Fatwa-e-Jahandari: – Barani – In this book, Burney’s political thoughts are currents. Books of Amir Khusra: –
(1) Khazine-ul-Fatuh: – The first 15 years of the events of Alauddin are narrated.
(2) Kiran-us-Sardon: – It describes the union of Bugra Khan and his son Kaikubad.
(3) Mifta-ul-Fatuh: – It describes the military operations of Jalaluddin Khilji.
(4) The story of Ishqiya Ashika or Khizr Khan and Deval Rani: – This book mentions the love between Deval Rani, daughter of King Karna of Gujarat, and Khizr Khan, son of Alauddin. This book was written by Amir Khusra at the behest of Khizr Khan. It is also found in this book that Amir Khusro himself was imprisoned by the Mongols.
(5) Noor Sipihara: – Information about the time of Mubarak Khilji.
(6) Tughlakanama: – This book describes the victories of Ghiyasuddin Tughlaq etc.
(7) Futuh-us-Salatin: – Khwaja Abubakr Izami – This book has severely criticized the religious policy of Muhammad Tughlaq. The book is dedicated to Bahman Shah, the founder (ruler) of the Bahmani dynasty.
(8) Kitabul Rehla: – Ibn Batuta’s travelogue in the Arabic language. This book mentions the politics and social conditions of India from 1333 to 42 AD. Ibn Batuta was also appointed Qazi of Delhi sultanate by Muhammad Tughlaq. It was also sent as ambassador to China in 1342 but could not reach there.
(9) Date-Firoz Shahi: – Shamsheiraj opium
(10) Fatuhate Feroz Shahi: – Firoz Tughlaq
(11) Date Date Mubarak Shahi: – Yehia bin Ahmed Sirhindi – It is dedicated to Mubarak Shah, ruler of the Sayyid dynasty.

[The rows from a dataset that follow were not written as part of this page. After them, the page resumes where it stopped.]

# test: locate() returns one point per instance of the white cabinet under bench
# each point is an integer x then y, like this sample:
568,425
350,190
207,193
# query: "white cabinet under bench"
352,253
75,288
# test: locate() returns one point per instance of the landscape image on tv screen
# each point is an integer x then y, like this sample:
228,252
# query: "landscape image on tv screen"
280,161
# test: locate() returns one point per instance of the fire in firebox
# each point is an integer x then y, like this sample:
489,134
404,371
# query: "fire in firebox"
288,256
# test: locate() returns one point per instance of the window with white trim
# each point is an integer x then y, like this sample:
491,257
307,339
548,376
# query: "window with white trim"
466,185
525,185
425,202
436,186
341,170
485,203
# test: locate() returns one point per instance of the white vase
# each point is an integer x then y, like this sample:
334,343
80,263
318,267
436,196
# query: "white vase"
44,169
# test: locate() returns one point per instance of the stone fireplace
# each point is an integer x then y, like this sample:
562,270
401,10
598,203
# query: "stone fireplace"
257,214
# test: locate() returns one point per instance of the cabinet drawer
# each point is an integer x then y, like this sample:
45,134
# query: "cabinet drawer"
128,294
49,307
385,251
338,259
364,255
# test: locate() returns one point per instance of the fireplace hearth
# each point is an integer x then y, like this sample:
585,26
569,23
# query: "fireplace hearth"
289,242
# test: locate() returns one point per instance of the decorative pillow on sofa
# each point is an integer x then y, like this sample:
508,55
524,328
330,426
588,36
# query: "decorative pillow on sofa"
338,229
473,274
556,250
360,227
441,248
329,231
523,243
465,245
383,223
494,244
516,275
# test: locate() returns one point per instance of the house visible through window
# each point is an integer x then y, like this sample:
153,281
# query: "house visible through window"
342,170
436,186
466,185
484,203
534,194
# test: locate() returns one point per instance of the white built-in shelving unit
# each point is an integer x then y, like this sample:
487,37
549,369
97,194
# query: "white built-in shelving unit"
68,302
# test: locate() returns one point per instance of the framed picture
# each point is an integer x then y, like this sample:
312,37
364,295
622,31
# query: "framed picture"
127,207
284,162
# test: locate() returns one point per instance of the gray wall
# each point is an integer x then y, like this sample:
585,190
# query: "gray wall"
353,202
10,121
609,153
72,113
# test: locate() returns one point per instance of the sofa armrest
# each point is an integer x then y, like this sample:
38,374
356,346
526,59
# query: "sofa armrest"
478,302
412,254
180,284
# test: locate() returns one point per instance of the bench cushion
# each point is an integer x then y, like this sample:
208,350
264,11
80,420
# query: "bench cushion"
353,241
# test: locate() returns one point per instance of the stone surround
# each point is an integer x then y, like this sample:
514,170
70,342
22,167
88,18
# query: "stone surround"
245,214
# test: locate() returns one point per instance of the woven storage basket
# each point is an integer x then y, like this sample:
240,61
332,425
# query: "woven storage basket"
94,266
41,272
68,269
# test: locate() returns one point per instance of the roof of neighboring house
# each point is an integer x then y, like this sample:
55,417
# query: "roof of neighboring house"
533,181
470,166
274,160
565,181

(12) Gulrukhi: – Sikander Lodi wrote poems in Persian under the name of Gulrukh.
book of Delhi sultanate
(1) Dulayle Firozshahi: – Translated from Sanskrit to Persian by Anjuddin Khalid Khani, book in the time of Feroze Tughlaq. It is related to astrology.
(2) Tibbe or Farhge Sikandri: – Wazir Mian Bhua of Sikandar Lodi followed Sanskrit to Persian. This book is related to medical science.